Als „irrsinnige Tat“ bewertete der Landrat von Havelland Dr. Burkhard Schröder den Vorfall. Dem rbb gegenüber sagte Dr. Schröder, dass eine Beschlagnahmung von Tieren kein Anlass sei, bei dem man sich nett unterhalte, diese Tat sei aber nicht vorhersehbar gewesen. Der Landwirt hatte keine Waffenbesitzkarte und woher das Gewehr stammt, ist derzeit unklar.

„Kein Einzelfall“

wir-sind-tierarzt.de hat mit verschiedenen Amtstierärzten gesprochen. Sie bestätigen: Bedrohliche Situationen sind kein Einzelfall. In den Ämtern versucht man mögliche Risiken im Vorfeld zu erkennen und zu minimieren. So berichtet Dr. Rudolf Müller, Amtstierarzt aus Friedberg:  „Wir haben immer wieder im Bereich Tierschutz uneinsichtige ,Kundschaft‘. Ich selbst wurde von Frauen mit der Mistgabel bedroht, als ich in einem Animal-Hoarding-Fall Pferde beschlagnahmen wollte. Ich habe sofort gedroht, sie KO zu schlagen und sie haben nachgegeben … .“ Er schicke seine Kolleginnen aber zu solchen Aktionen immer nur zu zweit raus. „Wenn ich weiß, dass es riskant sein könnte, bekommen sie auch noch Polizeischutz.“ Auch seine Mitarbeiter wurden schon mit Schusswaffen und verbal bedroht, zugeparkt, ausländerfeindlich beschimpft … „Es geht dabei fast ausnahmslos um Tierschutzfälle“, so Müller. Die häufigsten Androhungen seien, für eine „schlechte Presse“ zu sorgen und Dienstaufsichtsbeschwerden einzureichen.

Landwirt mit Tierhaltung überfordert

Eine Bestandsräumung hat immer – so auch in diesem Fall – eine längere Vorgeschichte. Der Betrieb war nicht immer in einem schlechten Zustand, aber in den letzten Jahren galt der allein lebende Landwirt zunehmend mit der Tierhaltung überfordert. Nachdem seine Mutter vor einigen Jahren gestorben war, kam Wilfried Z. mit der Arbeit nicht mehr klar. Gebäude und Zäune waren in schlechtem Zustand und die Versorgung mit Futter und Wasser unregelmäßig. Dadurch sind die Rinder immer wieder ausgebrochen und kilometerweit umhergestreift.
Zwischenzeitlich wurde die Herde zu einem anderen Landwirt gebracht, um Wilfried Z. Gelegenheit zu geben, die Zustände zu verbessern.
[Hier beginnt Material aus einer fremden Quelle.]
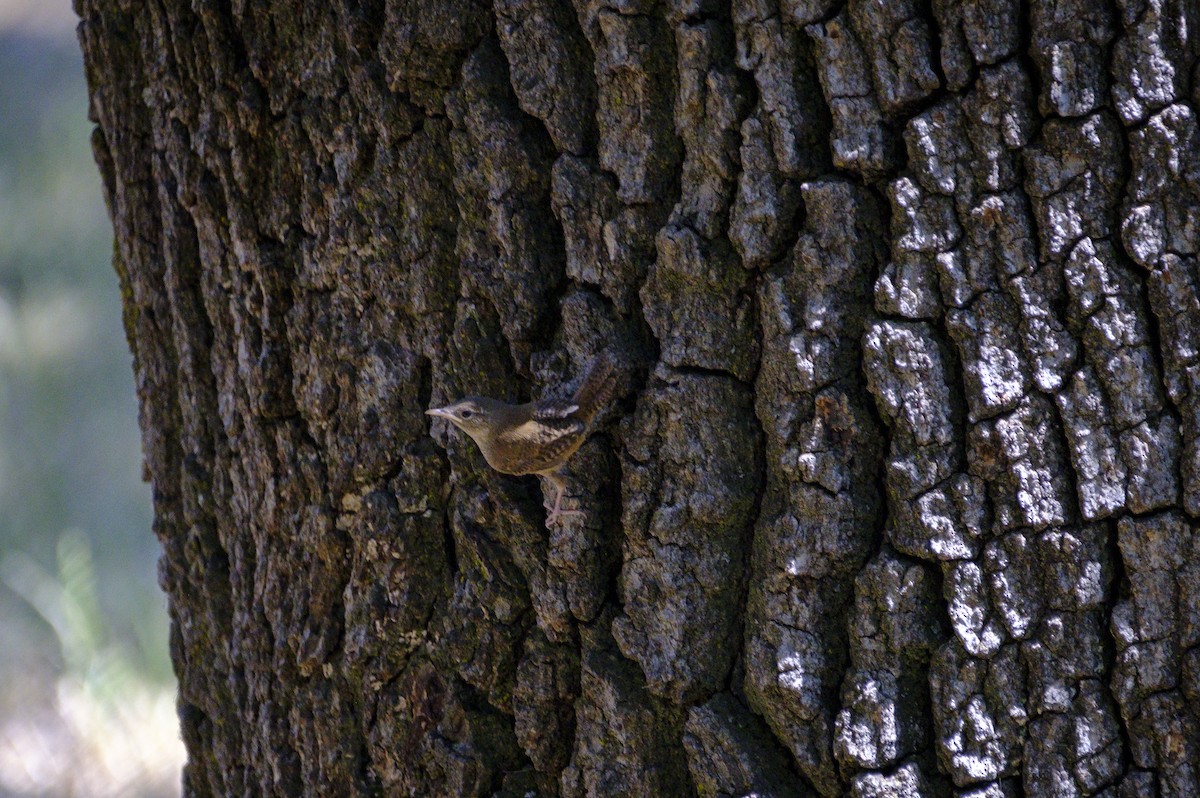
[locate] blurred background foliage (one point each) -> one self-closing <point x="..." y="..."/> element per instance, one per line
<point x="87" y="695"/>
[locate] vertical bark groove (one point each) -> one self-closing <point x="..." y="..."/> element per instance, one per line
<point x="900" y="493"/>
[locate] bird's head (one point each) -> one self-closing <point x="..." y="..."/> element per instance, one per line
<point x="474" y="415"/>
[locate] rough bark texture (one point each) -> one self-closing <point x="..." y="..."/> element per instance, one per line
<point x="901" y="492"/>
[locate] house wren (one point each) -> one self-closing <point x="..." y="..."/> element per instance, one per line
<point x="538" y="437"/>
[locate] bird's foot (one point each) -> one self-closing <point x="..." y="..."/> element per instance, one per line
<point x="557" y="514"/>
<point x="557" y="511"/>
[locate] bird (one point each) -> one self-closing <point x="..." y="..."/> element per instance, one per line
<point x="537" y="437"/>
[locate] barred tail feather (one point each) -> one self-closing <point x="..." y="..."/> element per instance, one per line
<point x="597" y="388"/>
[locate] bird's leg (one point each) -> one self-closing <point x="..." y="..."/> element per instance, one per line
<point x="557" y="511"/>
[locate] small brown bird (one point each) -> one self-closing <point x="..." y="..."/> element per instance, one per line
<point x="538" y="437"/>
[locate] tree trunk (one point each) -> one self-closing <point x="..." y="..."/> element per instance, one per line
<point x="900" y="493"/>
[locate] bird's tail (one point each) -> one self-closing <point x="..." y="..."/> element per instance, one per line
<point x="598" y="385"/>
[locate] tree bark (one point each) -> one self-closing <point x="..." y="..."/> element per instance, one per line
<point x="901" y="491"/>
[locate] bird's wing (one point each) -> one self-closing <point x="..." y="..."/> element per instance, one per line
<point x="552" y="409"/>
<point x="541" y="442"/>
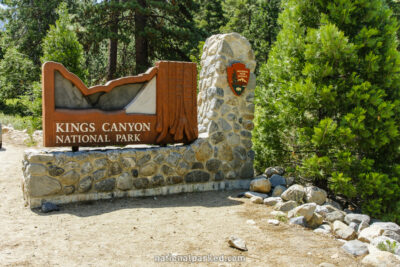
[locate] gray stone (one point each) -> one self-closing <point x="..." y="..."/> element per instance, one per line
<point x="100" y="174"/>
<point x="213" y="165"/>
<point x="334" y="216"/>
<point x="86" y="168"/>
<point x="357" y="218"/>
<point x="167" y="170"/>
<point x="342" y="231"/>
<point x="272" y="201"/>
<point x="49" y="207"/>
<point x="278" y="190"/>
<point x="219" y="176"/>
<point x="355" y="247"/>
<point x="157" y="180"/>
<point x="146" y="158"/>
<point x="85" y="184"/>
<point x="295" y="192"/>
<point x="39" y="186"/>
<point x="197" y="177"/>
<point x="217" y="137"/>
<point x="225" y="126"/>
<point x="115" y="168"/>
<point x="260" y="184"/>
<point x="197" y="165"/>
<point x="69" y="178"/>
<point x="67" y="190"/>
<point x="239" y="153"/>
<point x="125" y="181"/>
<point x="55" y="171"/>
<point x="274" y="170"/>
<point x="105" y="185"/>
<point x="247" y="171"/>
<point x="315" y="194"/>
<point x="173" y="158"/>
<point x="148" y="169"/>
<point x="250" y="194"/>
<point x="174" y="179"/>
<point x="135" y="173"/>
<point x="277" y="180"/>
<point x="238" y="243"/>
<point x="36" y="169"/>
<point x="305" y="210"/>
<point x="286" y="206"/>
<point x="300" y="220"/>
<point x="141" y="183"/>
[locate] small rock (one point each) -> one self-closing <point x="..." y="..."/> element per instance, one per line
<point x="315" y="221"/>
<point x="315" y="194"/>
<point x="272" y="201"/>
<point x="380" y="258"/>
<point x="256" y="200"/>
<point x="355" y="247"/>
<point x="298" y="220"/>
<point x="277" y="180"/>
<point x="334" y="216"/>
<point x="261" y="185"/>
<point x="238" y="243"/>
<point x="386" y="244"/>
<point x="49" y="207"/>
<point x="343" y="231"/>
<point x="278" y="190"/>
<point x="295" y="193"/>
<point x="357" y="218"/>
<point x="274" y="222"/>
<point x="370" y="233"/>
<point x="274" y="170"/>
<point x="286" y="206"/>
<point x="254" y="194"/>
<point x="306" y="210"/>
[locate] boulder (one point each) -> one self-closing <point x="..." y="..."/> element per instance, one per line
<point x="298" y="220"/>
<point x="343" y="231"/>
<point x="277" y="180"/>
<point x="370" y="233"/>
<point x="261" y="185"/>
<point x="286" y="206"/>
<point x="295" y="193"/>
<point x="356" y="218"/>
<point x="256" y="200"/>
<point x="355" y="247"/>
<point x="278" y="190"/>
<point x="335" y="216"/>
<point x="315" y="221"/>
<point x="315" y="194"/>
<point x="306" y="210"/>
<point x="272" y="201"/>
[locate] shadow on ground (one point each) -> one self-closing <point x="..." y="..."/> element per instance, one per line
<point x="201" y="199"/>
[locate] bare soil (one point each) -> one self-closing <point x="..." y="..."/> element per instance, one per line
<point x="131" y="232"/>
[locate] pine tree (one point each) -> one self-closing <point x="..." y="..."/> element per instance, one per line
<point x="329" y="103"/>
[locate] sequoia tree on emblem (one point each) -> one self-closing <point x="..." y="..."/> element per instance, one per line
<point x="238" y="77"/>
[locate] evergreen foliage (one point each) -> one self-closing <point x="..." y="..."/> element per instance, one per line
<point x="328" y="101"/>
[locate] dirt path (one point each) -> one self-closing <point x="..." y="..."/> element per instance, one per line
<point x="131" y="232"/>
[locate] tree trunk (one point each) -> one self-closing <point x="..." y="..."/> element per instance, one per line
<point x="113" y="45"/>
<point x="141" y="43"/>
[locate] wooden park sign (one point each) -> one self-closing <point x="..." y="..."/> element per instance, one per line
<point x="238" y="77"/>
<point x="157" y="107"/>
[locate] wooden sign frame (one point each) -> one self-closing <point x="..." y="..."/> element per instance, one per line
<point x="175" y="120"/>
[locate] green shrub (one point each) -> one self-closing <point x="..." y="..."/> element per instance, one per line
<point x="328" y="104"/>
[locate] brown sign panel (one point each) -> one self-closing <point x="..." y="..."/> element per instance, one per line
<point x="157" y="107"/>
<point x="238" y="77"/>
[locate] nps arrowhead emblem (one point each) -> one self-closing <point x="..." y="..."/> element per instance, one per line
<point x="238" y="77"/>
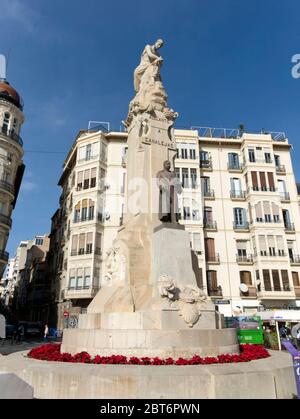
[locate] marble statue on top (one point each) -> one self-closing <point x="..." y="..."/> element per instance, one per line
<point x="151" y="96"/>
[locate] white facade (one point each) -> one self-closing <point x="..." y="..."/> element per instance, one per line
<point x="239" y="203"/>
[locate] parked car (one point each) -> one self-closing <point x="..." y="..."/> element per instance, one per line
<point x="32" y="328"/>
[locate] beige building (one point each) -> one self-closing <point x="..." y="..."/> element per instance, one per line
<point x="239" y="202"/>
<point x="11" y="164"/>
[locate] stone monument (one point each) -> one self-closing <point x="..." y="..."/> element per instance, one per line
<point x="151" y="301"/>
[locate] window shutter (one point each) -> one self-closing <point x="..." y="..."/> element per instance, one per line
<point x="263" y="182"/>
<point x="74" y="242"/>
<point x="271" y="180"/>
<point x="267" y="280"/>
<point x="276" y="280"/>
<point x="254" y="180"/>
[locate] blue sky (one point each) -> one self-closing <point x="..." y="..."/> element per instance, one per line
<point x="226" y="62"/>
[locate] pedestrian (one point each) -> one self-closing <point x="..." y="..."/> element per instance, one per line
<point x="46" y="333"/>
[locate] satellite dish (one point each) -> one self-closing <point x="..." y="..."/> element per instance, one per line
<point x="244" y="288"/>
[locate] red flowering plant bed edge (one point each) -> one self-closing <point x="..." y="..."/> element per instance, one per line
<point x="51" y="352"/>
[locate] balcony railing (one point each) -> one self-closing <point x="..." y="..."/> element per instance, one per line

Außerdem bekam er einen Landwirt zur Seite gestellt, der ihm helfen sollte, hatte diese Hilfe dann aber wieder abgelehnt.

Auflagen ignoriert

Das Veterinäramt stellte zwar keine Verwahrlosung der Tiere fest, aber sehr wohl die Überforderung des Bauern. Doch nach Rückkehr der Tiere blieb alles beim alten. Die Auflage aus dem Sommer 2014, nach der er nur noch fünf Tiere halten dürfte, ignorierte der Landwirt weiterhin. Angeblich betrachtete er seine Rinder als seine einzigen Freunde.

Keine erste Hilfe möglich?

Laut Aussage eines Nachbarn war der Mann in Brandenburg nicht sofort tot. Der Landwirt habe aber alle Personen mit dem Gewehr bedroht, die dem Verletzten helfen wollten. Da der Betrieb mitten in der kleinen Ortschaft liegt, gab es viele Zeugen. Bis zum Eintreffen von Polizei und Krankenwagen sollen angeblich 45 Minuten vergangen sein. Zu diesem Zeitpunkt war der Amtsmitarbeiter verblutet, die Hilfe kam zu spät.

Unser Mitgefühl gilt den Angehörigen des Getöteten.

Ausführlich berichtet die Märkische-Oderzeitung über den Fall. Aus diesem Bericht stammt auch der screenshot/das Aufmacherfoto dieses Artikels.